A simple, focused and expressive library for building command line applications. Optimised for native ReasonML/OCaml.

Features

• autocompletion - fast and comprehensive autocompletion of commands, arguments and values
• sync and async commands support
• sub commands - you can easily define a whole tree of commands and compose them
• auto configuration validation - you can validate your whole commands tree configuration with a single function call in your tests
• auto help generation
• autocorrection

API Reference

Note that the only external modules are:

• Type
• Args
• Cmd
• Run

Usage

0. To add to your esy project simply use:

esy add rarg

1. Define command arguments with Args.

module Args = Rarg.Args;
module Type = Rarg.Type;

module MyCmd = {
  let args = []
  let (args, getCopy) = Args.One.boolFlag(
      ~args,
      ~name="--copy",
      ~doc="Whether to copy",
      Type.bool,
    );
  let (args, getColor) =
    Args.One.default(
      ~args,
      ~name="--color",
      ~doc="Paint color",
      ~default="green",
      Type.string,
    );

  // ...
};

For the Type argument you can either choose one of the predefined argument types or define custom argument types, for example:

  // ...

  type fruit = | Apple | Banana;
  let fruit: Type.t(fruit) = {
    name: "fruit",
    parse:
      fun
      | "apple" => Ok(Apple)
      | "banana" => Ok(Banana)
      | x => Error(Some(x ++ " is not a fruit.")),
    stringify:
      fun
      | Apple => "apple"
      | Banana => "banana",
    choices: Some(HelpAndSuggestions([Apple, Banana])),
  };
  let (args, getFruits) = Args.Many.req(~args, ~name="--fruits", ~doc="Fruits", fruit);

  // ...

2. Define the command with Cmd:

  // ...

  // Define the function that you want to execute
  let handle = (~fruits: list(fruit), ~copy: bool, ~color: string) => ();

  // Define a mapping function that will use the getters returned from `Args`
  // and pass the provided user arguments.
  // It allows you to use labeled arguments as opposed to relying on arg positions.
  let run = m => handle(~fruits=getFruits(m), ~copy=getCopy(m), ~color=getColor(m));

  // Define a command record that you can use to run your command,
  // pass it as a child to other commands or test it
  let cmd: Cmd.t(unit) = Cmd.make(~name="My Command", ~version="1.0", ~args, ~run, ());
} // module MyCmd close

You can also easily define sub commands:

module AnotherCmd = {
  // ...

  let cmd: Cmd.t(unit) =
    Cmd.make(
      ~name="Another Command",
      ~version="1.0",
      ~args,
      ~run,
      ~children=[("my-cmd", MyCmd.cmd)],
      (),
    );
};

In rarg every command/subcommand is a complete unit of work, that can exist on its own, has no dependencies of its parents. That's why every command has its own version.

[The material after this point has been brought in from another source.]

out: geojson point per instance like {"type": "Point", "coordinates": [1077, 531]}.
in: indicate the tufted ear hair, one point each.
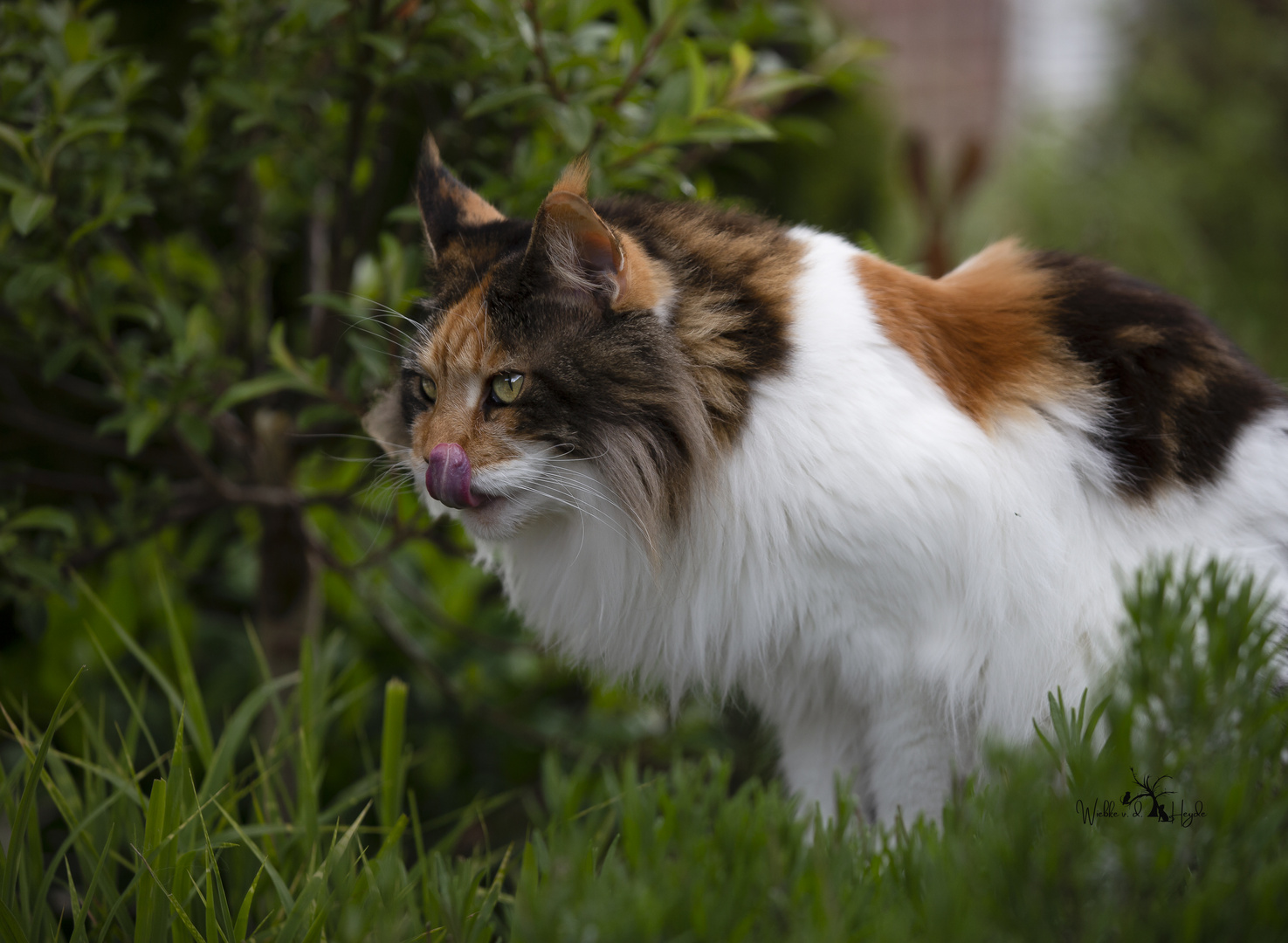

3. And finally you can run your command with Run

let main = {
  switch (Run.autorun(MyCmd.cmd)) {
  | Ok(_) => exit(0)
  | Error(_) => exit(1)
  };
};

System arguments (auto-included)

• --help - display command help
• --version - display command version
• --rarg-suggestions-script - displays a script with instsructions how to install it to enable shell autocompletions
• --rarg-add-path - displays a script with instructions how to add the app executable to the user's path (helpful during development)

Examples

You can check the local examples or the repo rarg-examples for more complete examples.

Comparison with cmdliner

This was the most requested comparison and is added for completeness, but the 2 are very different.

• cmdliner is hosted on opam | rarg on npm
• it's likely that you would be more familiar with cmdliner's API if you have an OCaml background and with rarg's API if you are coming from other languages (including JS)
• cmdliner is very mature and has a large ecosystem behind it
• rarg has autocompletions, smaller API footprint, validation, composable commands and is simpler and less abstract in nature

Notes

All commands must follow the following structure:

command [..sub-commands] [..positionals] [..options]

The main command, optionally followed by sub-commands, then optional positionals and finally options (like --foo). Options always come last and cannot be between subcommands and positionals. This consistent structure allows for more relevant autocomplete functionality and predictable options value parsing.